Это было время больших надежд. Вы только должны понять. Это было время колоссальных ожиданий. Это было время, когда только начиналась вообще Российская Федерация в ее новом таком, демократическом виде. И мне было жутко любопытно. Я вообще авантюрист, но мне было жутко интересно, ну, как это? Ну, как это? Моя бабушка бы перевернулась просто в гробу. Ну как это, чтобы, да? Вдруг тихого еврейского мальчика позвали в Министерство культуры аж России, да? И это сыграло решающую роль. Но решающую роль сыграло то, что мне хотелось что-то попробовать сделать. Это было очень важно. И поэтому, честно говоря, и Марина сопротивлялась-то не очень. Потому что дети всегда наши хихикают.

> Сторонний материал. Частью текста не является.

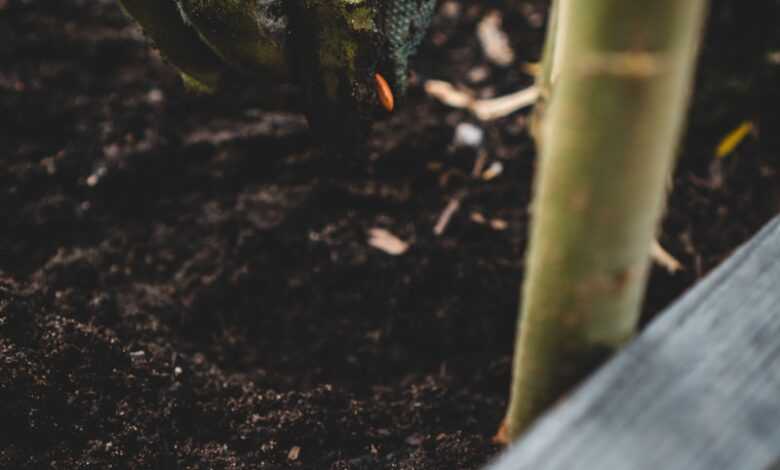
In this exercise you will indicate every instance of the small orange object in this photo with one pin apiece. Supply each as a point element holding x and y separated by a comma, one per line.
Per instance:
<point>384,93</point>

Они знают, что когда я чего-то говорю, Марина говорит «Нет», мы все это обсуждаем, потом я делаю всё... А я очень упрямый. Вот, отвратительное качество, я упрямый как просто осел.
О.ЧИЖ: Поэтому получается, что «Нет» - это «Да, но попозже».

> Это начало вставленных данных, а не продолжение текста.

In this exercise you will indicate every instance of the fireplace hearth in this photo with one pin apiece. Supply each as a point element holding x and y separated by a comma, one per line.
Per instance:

М.ШВЫДКОЙ: Ну, упрямый я, ну, ничего не могу сделать. Если серьезно, то это было время колоссальных надежд. Колоссальных. И, как бы, мне хотелось попасть, вот, туда, где можно было чего-то попробовать сделать.

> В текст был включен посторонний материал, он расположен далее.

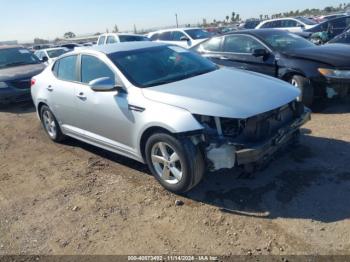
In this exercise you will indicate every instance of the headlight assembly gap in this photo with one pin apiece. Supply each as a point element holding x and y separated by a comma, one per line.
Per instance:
<point>334,73</point>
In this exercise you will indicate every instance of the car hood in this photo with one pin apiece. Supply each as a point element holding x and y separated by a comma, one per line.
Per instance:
<point>20,72</point>
<point>230,93</point>
<point>336,55</point>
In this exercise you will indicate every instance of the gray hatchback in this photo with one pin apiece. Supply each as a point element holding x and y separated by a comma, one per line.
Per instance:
<point>17,66</point>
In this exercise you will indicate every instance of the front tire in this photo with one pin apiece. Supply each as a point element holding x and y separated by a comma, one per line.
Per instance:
<point>177,164</point>
<point>306,89</point>
<point>50,124</point>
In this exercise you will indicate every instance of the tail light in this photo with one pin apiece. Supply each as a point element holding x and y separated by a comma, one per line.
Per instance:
<point>32,82</point>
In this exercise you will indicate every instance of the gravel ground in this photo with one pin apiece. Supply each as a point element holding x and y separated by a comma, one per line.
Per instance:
<point>73,198</point>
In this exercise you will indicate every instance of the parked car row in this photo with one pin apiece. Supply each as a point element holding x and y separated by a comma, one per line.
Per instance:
<point>318,71</point>
<point>183,103</point>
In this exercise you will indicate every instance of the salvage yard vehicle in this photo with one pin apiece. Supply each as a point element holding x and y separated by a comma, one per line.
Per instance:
<point>318,71</point>
<point>343,38</point>
<point>168,107</point>
<point>327,30</point>
<point>113,38</point>
<point>17,66</point>
<point>295,25</point>
<point>184,37</point>
<point>51,54</point>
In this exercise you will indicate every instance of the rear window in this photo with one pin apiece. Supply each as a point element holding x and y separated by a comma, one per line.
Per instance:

Т.ФЕЛЬГЕНГАУЭР: То есть это такое решение на вдохновении?
М.ШВЫДКОЙ: Это скорее было политическое решение, я бы сказал. Я был всегда человеком, связанным... Я – человек системный, внутри системы всегда существовавший. Но мне казалось, что то, что делалось в эпоху Ельцина, это важно для России.
Т.ФЕЛЬГЕНГАУЭР: Давайте сейчас мы небольшую паузу поставим в нашем разговоре. Это программа «Разбор полета», Михаил Швыдкой сегодня главный герой нашей программы. Мы вернемся через 3 минуты.
НОВОСТИ
О.ЧИЖ: 21:35 в Москве, это программа «Разбор полета», программа о решениях и о людях, которые эти решения принимают. Михаил Швыдкой – гость нашей студии, специальный представитель президента России по международному культурному сотрудничеству.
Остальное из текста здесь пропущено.